神々入り乱れる日本では、近年仮装行列を行う日であるとの認識が広がりつつあるようだ。
海域開放が順次行われている感はあるものの、不況感の拭えない不透明な日常を非日常で埋め尽くしたい願望でもあるのかも知れない。
暴力で満たそうという心持ちよりは、ずっとずっとましである。
日本の国は、周辺のどの国よりも恵まれた環境にあるのだから。
無政府状態のまま、人権もなく暴力が渦巻く地域は少なくない。
ちょっとしたことで暴力的な気質を剥き出しにする人間は世界的にある程度かそれ以上生息しており、それは抑える存在がいなくなった途端に本性を表に噴出させる。
切っ掛けなくば『普通』の振りをし続ける人間も、ゴーストの囁きで悪の性質が表面化するのだ。
『新宿騒乱』のような事例は二度と起こってならないこととして、今も警察による残党狩りが続けられている。
海洋上での戦力として不十分な位置にあるなんちゃって艦娘。
その『彼女』たちを海外派遣する試みが、現在進行形で行われている。
派兵ではなく、復興支援としての派遣名目だ。
行政が生きている地域ではそれなりに機能しているものの、世紀末的地域では防戦一方だったりする。
陸戦型に改装されたなんちゃって艦娘は派遣先で不正規戦部隊や犯罪組織などと接触しても、対人戦闘に秀でた訳でもない為に次第にその数を減らしていた。
武装することと人を撃てることとの間には深い溝がある。
それを易々と超えられる人間は、数多くない。その筈だ。
人材及び物資双方の補充が不十分で壊滅する部隊も複数あり、大本営と日本政府が撤退の時期を窺っている場所は日を追うごとに増している。
大本営発表で一定以上の戦果が上がっていることにはなっているものの、実情はそんな感じだった。
海外派遣に賛成した政治家や官僚は、よほど綱渡りが上手くない限りは将来的に左遷されたり行方不明になったりするだろう。
戦前はオサレな若者の街と謳われた渋谷。
『新宿騒乱』の余波で大破した街並みの復興は遅々として一向に進まず、今も空き店舗を示す貼り紙がそこかしこに変色しつつも存在している。
部分的に現在も廃墟の雰囲気を残すその街で、艦娘による催しが行われた。
その中心にいるのは、函館鎮守府所属のローマと横須賀鎮守府所属の朝潮。
彼女たちの衣装は既に魔女仕様で、それはまさにハロウィン仕様と言える。
先のとんがった黒いつば広の帽子。
黒いマントと黒い服装に魔法の杖。
様式化された魔女の姿に彼女たちは変化する。
百貨店では北海道物産展が同時開催され、北の国の旨いもんを作る屋台がハチ公付近から歩行者天国にかけて軒を連ねている。
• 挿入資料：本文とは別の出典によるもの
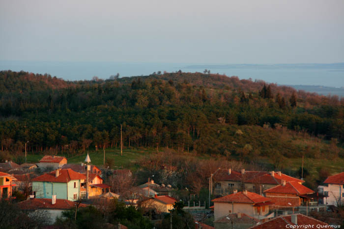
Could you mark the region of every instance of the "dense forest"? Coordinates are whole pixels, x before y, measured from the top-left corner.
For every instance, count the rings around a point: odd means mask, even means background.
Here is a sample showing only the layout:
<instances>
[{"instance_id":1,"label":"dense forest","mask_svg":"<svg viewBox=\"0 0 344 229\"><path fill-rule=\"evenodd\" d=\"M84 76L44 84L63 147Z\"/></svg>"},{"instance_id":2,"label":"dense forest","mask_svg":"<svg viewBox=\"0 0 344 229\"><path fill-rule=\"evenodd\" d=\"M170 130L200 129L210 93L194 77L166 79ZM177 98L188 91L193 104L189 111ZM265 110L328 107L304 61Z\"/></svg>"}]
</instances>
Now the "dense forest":
<instances>
[{"instance_id":1,"label":"dense forest","mask_svg":"<svg viewBox=\"0 0 344 229\"><path fill-rule=\"evenodd\" d=\"M73 82L0 72L1 151L22 152L28 142L32 152L118 147L121 125L127 147L344 157L344 98L337 96L205 72ZM284 140L286 133L328 147Z\"/></svg>"}]
</instances>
他にもどこかの航空駆逐艦のたこ焼き屋や、どこかの罵倒系駆逐艦のおにぎり屋などが賑わっていた。
様々な地方の物産展も屋台群に隣接して行われており、米や野菜や林檎などがよく売れている。
それは全国に於ける求心力を失いつつある旧帝都へ侵食せんと欲(ほっ)する、蝦夷地などを含む地方からの逆襲。
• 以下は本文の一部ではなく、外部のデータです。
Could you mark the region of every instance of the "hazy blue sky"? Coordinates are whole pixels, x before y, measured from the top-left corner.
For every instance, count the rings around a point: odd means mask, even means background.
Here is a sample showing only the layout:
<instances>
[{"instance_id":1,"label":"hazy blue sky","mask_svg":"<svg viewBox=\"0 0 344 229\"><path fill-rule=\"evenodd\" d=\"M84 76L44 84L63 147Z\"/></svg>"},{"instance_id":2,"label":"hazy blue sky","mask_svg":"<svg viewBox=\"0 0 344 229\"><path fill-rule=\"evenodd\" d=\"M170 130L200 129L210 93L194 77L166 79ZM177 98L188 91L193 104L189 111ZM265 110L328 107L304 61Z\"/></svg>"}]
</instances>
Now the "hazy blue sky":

人口が戦前よりも格段に減ったとは言え、今も札幌のそれよりは多い東京圏。
利用する理由は充分にある。
さあ、蹂躙を始めようか。
私の名はローマ。
イタリアの戦艦の魂を有した、誇り高き艦娘。
今日はシブヤという街で、魔女の仮装をして艦娘の宣伝に明け暮れる。
補佐役はアサシオという名の艦娘。
頼れる忠犬って感じで持ち帰りたいくらいの可愛い子。
彼女も私みたいな扮装をしている。
人間の女性たちも似た姿で愛想を振りまいていた。
リュージョーとカスミからの差し入れもあったし、ふふふ、充分だわ。
シブヤは今も所々焼け跡が残っている。
それでも人はたくましく生きてゆくのだろう。
ハロウィンという異国の行事を平然と行えるこの国は、とても柔軟性が高いのだと思う。
私のアドミラルによると、洋菓子屋とかお洒落な店の宣伝材料らしいけど。
必死の顔立ちをした男性陣が高そうな撮影機具で、私たちを撮影してゆく。
その形相は鬼気迫るものが多く、何故彼らはここまでシグルイ的な表情なのかと考えてしまう。
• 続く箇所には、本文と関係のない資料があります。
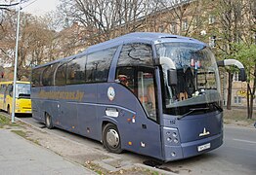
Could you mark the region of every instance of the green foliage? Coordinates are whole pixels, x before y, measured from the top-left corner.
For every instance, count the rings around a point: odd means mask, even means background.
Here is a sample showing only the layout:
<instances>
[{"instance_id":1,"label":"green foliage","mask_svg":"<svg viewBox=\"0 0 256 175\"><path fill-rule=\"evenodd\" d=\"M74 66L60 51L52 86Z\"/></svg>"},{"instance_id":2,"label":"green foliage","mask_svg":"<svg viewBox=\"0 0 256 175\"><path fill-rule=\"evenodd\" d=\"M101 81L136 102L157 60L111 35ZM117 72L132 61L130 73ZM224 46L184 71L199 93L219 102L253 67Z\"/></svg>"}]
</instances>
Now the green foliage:
<instances>
[{"instance_id":1,"label":"green foliage","mask_svg":"<svg viewBox=\"0 0 256 175\"><path fill-rule=\"evenodd\" d=\"M248 75L248 82L250 82L250 75L252 74L256 65L256 45L246 45L245 43L239 43L235 44L234 47L236 51L235 58L239 60L243 64ZM251 78L252 80L255 79L255 77Z\"/></svg>"}]
</instances>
あまりにも接近しようとする人間や態度の怪しい人間は憲兵によって連れ去られ、少なくとも私の認識している限りでは撮影の戦列に復帰していない。
撮影の催しが終わり、私は私のアドミラル及び仲よくなったアサシオと共に食事へと出掛ける。
以前は人気ラーメン屋や回転寿司屋や薬局が沢山あったとか、センター街は若者がいつもたむろしていたとか、空き店舗の目立つ寂れた街並みをとことこ歩く。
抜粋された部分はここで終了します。